The forest loomed closer with every step. Tildi found she was trembling as the great trees rose over her head, blotting out the rising sun in a mass of shadow. She had never gone into the wild woods alone. If the stories were true any of a dozen large predators were waiting to pounce upon a small and defenseless morsel like herself, waiting to tear her into quivering shreds. Anything that behaved like prey, Pierin had warned her, was likely to be stalked. He had bragged that he always walked with confidence even if he didn’t feel it. She must take his advice and do the same. She worked his knife loose from its sheath on her belt and held the gleaming blade up for a talisman as she approached the forest’s edge. It was a small glimmer of blue-white against the sinister hulks of the dark, gnarled trees, too little to protect her against a threat. Tildi felt as though both it and she would be swallowed up in a moment. The gloom had a presence of its own, one imbued with a forbidding consciousness that focused upon the smallfolk that approached it. Who was she to challenge the territory of these most ancient of creatures? How dare she attempt to travel out of her proper sphere and into the country of wild things?
“Walk with confidence,” Pierin’s voice seemed to say.
Tildi clutched the memory as tightly as she did the knife, and strode forward under the canopy. At that moment she missed her brothers more than she could hardly believe. In the face of her grief, fear lessened, as though she only had room for one overwhelming emotion at a time.
Once she was within the forest the gloom seemed to lessen. The trees emerged from the black-brown mass as individual shapes. For a moment Tildi fancied she could see the word for tree drawn upon each in faint strokes of ink, a trifle darker than the bark. Each rune was just a little different, as though the trees were telling her their names. It didn’t matter that her tired eyes were playing tricks on her; the fancy lessened her fear of going forward. She was meeting new acquaintances, that was all.
A shrill whistle overhead made her crouch in place and clutch the knife hilt harder. Thraik! Her heart pounded. She ran to hide behind one of the huge trees.

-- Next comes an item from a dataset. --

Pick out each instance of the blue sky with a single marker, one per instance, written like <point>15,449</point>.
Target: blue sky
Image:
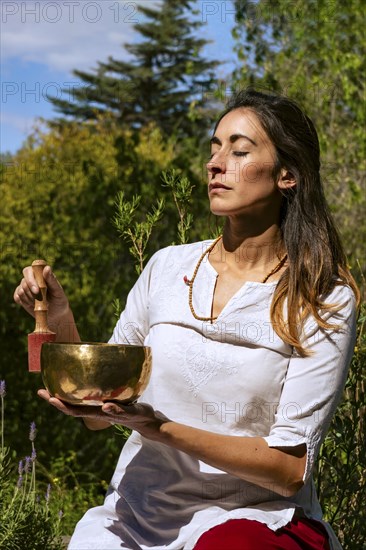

No, it couldn’t be thraik, could it? Tildi wondered, scanning the faint blue beyond the canopy of leaves. They’d have attacked her before she entered the forest. Its crown was too thick for the thraik to see her now. Could they detect her presence in some other way, using their own dread magic? The whistle came again, and developed into a warbling song that rang through the otherwise silent forest. She recognized the call of a woods cuckoo. Tildi relaxed, shook her head at her own fancy. There were no eyes in the sky over her head; just a bird or two coming out in the early dawn to seek its breakfast. She wished it a good day’s foraging. Her sleepless night was making her imagine things. Fie on her fancies!
Tildi focused on the middle distance, trying not to mind the straps of her heavy pack cutting into her shoulders or how the boots slid around on her feet in spite of the double socks. The air a few feet before her seemed to twinkle. Tildi put it down to a shaft of sunlight peering through the leaves overhead. Then, into that very place dropped a spider the size of her palm. Tildi gasped and jumped back. It was as if the spider had sent a message ahead of its arrival, warning her to avoid walking into it. How extraordinary! She had never known that this forest was such a magical place. How selfish of Teldo not to have told her about it. Yet it explained why the smallfolk elders were so insistent that young people not come here alone. They disapproved of anything that smacked of sorcery. There must have been an unspoken pact not to pay attention to the enchantments they found in the great forest, seeing as how they had to pass through it to reach the rest of the continent.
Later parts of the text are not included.